Lead Opinion
The Board of Education of the School District of Pittsburgh (the “School District”) appeals from the order of the Court of Common Pleas of Allegheny County granting the motion for judgment on the pleadings filed by National Union Fire Insurance Company of Pittsburgh, PA (“National Union”). For the following reasons, we reverse.
On April 2, 1992, a civil rights complaint was filed on behalf of a minor student, (“R.C.S.”), against the School District, the Board of Public Education of the City of Pittsburgh, the principal of the Margaret Milliones Middle School, and Rudolph B. Walls, president of the middlе school’s parent-teacher organization. The complaint alleged that because of various enumerated shortcomings by the School District et. al, Walls was able to sexually molest R.C.S., in violation of the student’s civil rights.
This policy does not apply:
a) to any claim involving allegations of ... criminal acts ...
b) to any claims arising out of ... (3) assault or battery ....
c) to any claim arising out of bodily injury to ... any person_
The record reflects repeated requests by the School District’s solicitor that National Union reconsider its refusal to defend, emphasizing the underlying complaint alleged negligent supervisory conduct and not conduct expressly excluded under the policy. The School District ultimately settled the ease on February 23, 1994, then filed the instant action against National Union, alleging breach of contract and bad faith.
On March 9, 1995, National Union filed a motion for judgment on the pleadings as to issues of coverage under the policy, which motiоn was granted by the trial court. The trial court reasoned “[t]he language utilized in the assault and battery exclusion is clear and unambiguous. No matter how the allegations against the School District are phrased in the R.C.S. claim, all the claims against all the Defendants therein ‘arise out of the assaults and batteries by Defendant Walls against R.C.S.” Trial Court Opinion (Corrected), 8/9/95, at 8-9. This appeal followed.
The School District contends the trial court erred in determining (1) its causes of action for breach of contraсt and bad faith are barred by the terms of the policy, (2) the terms of the assault and battery exclusion relieve National Union of its duty to defend and indemnify against the claims asserted by R.C.S., and (3) National Union had no duty to defend or indemnify against the claims asserted by a non-insured under the policy.

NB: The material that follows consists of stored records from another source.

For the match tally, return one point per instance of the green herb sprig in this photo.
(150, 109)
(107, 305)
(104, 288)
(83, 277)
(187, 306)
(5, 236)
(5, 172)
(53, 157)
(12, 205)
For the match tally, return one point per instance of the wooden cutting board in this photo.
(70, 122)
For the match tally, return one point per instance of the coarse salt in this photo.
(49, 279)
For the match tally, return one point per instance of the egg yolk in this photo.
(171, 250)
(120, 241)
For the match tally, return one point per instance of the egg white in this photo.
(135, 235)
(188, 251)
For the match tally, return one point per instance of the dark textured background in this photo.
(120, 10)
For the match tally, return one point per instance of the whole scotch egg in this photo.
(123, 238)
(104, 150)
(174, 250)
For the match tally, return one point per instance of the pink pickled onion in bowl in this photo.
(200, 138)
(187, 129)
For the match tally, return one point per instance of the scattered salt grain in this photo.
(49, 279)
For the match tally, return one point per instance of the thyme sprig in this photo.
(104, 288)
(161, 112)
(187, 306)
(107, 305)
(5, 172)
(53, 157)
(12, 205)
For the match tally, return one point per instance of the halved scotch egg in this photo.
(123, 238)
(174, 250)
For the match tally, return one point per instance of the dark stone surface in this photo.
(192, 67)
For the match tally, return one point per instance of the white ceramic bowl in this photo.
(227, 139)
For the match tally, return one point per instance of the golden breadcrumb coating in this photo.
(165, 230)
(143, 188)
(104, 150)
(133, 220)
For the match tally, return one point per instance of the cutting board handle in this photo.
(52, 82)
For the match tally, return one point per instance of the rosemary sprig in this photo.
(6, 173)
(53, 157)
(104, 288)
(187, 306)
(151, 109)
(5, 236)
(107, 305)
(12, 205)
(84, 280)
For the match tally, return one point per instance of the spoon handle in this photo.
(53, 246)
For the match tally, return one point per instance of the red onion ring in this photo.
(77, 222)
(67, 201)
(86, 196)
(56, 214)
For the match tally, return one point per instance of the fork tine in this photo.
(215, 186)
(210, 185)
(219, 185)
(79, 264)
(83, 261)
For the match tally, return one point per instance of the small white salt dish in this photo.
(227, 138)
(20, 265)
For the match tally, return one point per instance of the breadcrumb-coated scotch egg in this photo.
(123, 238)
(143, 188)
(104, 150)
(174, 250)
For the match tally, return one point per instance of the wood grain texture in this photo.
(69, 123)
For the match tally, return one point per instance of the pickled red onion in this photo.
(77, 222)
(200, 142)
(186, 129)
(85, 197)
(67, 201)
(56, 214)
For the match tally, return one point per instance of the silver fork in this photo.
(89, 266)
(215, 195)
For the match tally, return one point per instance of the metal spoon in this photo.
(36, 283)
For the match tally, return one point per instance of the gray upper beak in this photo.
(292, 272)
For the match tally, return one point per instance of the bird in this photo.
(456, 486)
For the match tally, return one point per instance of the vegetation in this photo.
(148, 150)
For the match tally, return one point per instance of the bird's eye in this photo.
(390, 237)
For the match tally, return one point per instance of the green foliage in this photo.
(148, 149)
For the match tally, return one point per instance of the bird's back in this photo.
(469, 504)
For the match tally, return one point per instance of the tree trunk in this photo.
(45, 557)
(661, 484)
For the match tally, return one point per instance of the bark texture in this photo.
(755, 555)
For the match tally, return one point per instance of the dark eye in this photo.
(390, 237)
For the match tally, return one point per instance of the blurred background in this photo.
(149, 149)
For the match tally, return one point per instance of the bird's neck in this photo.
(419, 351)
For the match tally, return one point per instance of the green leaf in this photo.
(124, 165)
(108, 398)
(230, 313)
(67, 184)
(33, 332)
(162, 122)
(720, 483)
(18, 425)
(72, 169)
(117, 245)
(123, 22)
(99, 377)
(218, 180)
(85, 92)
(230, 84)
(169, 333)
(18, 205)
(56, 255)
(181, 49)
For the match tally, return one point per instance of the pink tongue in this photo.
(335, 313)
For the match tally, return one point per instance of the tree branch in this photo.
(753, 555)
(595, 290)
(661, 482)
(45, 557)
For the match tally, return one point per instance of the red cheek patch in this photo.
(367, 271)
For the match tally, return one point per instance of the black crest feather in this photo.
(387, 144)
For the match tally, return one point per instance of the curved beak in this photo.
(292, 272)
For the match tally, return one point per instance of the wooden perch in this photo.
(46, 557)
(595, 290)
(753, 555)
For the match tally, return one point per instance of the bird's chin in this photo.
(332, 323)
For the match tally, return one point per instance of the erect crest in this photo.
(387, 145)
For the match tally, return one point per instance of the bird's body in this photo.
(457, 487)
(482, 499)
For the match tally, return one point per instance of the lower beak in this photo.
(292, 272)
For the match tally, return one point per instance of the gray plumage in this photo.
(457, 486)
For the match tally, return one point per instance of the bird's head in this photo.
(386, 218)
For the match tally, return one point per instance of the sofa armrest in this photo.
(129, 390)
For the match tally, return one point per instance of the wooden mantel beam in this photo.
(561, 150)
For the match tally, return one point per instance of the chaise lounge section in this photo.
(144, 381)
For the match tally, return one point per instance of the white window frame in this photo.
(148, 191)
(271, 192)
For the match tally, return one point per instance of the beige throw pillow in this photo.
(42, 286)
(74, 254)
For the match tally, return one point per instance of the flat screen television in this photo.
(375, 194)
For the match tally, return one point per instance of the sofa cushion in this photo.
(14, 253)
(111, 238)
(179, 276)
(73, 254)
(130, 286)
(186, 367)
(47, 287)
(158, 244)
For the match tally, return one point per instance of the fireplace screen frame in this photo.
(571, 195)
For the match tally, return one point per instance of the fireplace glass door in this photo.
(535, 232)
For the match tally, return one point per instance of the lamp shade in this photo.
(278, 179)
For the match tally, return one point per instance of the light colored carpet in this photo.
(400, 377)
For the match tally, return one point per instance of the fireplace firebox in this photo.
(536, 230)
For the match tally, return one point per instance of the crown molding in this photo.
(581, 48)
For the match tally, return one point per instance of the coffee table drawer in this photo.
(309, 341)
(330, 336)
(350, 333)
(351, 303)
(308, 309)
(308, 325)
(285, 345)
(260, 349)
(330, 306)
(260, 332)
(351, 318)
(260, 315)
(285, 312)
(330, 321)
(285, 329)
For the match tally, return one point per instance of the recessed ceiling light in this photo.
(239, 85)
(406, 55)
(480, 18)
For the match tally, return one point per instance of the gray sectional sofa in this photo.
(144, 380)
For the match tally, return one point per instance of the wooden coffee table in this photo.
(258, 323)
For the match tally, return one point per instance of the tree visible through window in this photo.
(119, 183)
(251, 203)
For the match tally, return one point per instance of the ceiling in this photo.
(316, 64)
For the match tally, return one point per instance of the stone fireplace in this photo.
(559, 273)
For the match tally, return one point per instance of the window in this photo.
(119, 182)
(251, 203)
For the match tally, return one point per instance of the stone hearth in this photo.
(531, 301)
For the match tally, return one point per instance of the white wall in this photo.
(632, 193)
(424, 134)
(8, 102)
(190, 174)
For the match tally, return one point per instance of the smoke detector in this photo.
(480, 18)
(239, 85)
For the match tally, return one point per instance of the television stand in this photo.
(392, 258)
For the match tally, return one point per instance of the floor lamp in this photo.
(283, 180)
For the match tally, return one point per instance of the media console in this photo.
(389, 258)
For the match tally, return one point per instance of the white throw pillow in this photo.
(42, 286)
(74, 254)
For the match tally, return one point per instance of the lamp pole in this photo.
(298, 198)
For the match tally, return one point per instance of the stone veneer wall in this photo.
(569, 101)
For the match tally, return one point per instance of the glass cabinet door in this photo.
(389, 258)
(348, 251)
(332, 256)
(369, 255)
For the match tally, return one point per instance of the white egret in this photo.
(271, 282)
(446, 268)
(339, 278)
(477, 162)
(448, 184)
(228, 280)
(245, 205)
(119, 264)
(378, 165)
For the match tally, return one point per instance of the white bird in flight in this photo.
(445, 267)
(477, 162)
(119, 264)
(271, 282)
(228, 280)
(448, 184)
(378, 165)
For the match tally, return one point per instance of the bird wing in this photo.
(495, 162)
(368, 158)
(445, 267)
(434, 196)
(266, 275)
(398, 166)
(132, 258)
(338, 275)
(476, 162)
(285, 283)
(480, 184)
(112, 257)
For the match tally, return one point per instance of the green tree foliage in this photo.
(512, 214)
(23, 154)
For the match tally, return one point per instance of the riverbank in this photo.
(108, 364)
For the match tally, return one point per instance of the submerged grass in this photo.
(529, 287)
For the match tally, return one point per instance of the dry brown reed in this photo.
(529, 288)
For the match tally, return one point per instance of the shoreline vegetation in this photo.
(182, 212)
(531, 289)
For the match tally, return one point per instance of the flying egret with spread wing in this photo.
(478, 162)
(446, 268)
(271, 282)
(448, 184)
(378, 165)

A motion for judgment on the pleadings is properly granted only if the pleadings show no genuine issue of fact exists, and the mov-ant is entitled to judgment as a matter of law. Kelly v. Nationwide Insurance Co.,
Although we are reviewing the trial court’s interpretation of the instant policy in light of the claims raised in the undеrlying complaint, we need not defer to the trial court’s finding since the construction of a contract of insurance is a question of law. United Services Automobile Association v. Elitzky,
An insurer’s duty to defend is distinct from, and broader than, its duty to indemnify an insured. Aetna Casualty and Surety Co. v. Roe,
An insurer who refuses to defend its insured from the outset does so at its peril, Roe,
The question before us is not whether National Union was obliged to pay anything; rather the question is whether it had a duty to defend the School District. More precisely, the issue is whether the exclusionary language of the policy excused, as a matter of law, the otherwise manifest obligation to defend. If it does not do so unambiguously, we must reverse the trial court.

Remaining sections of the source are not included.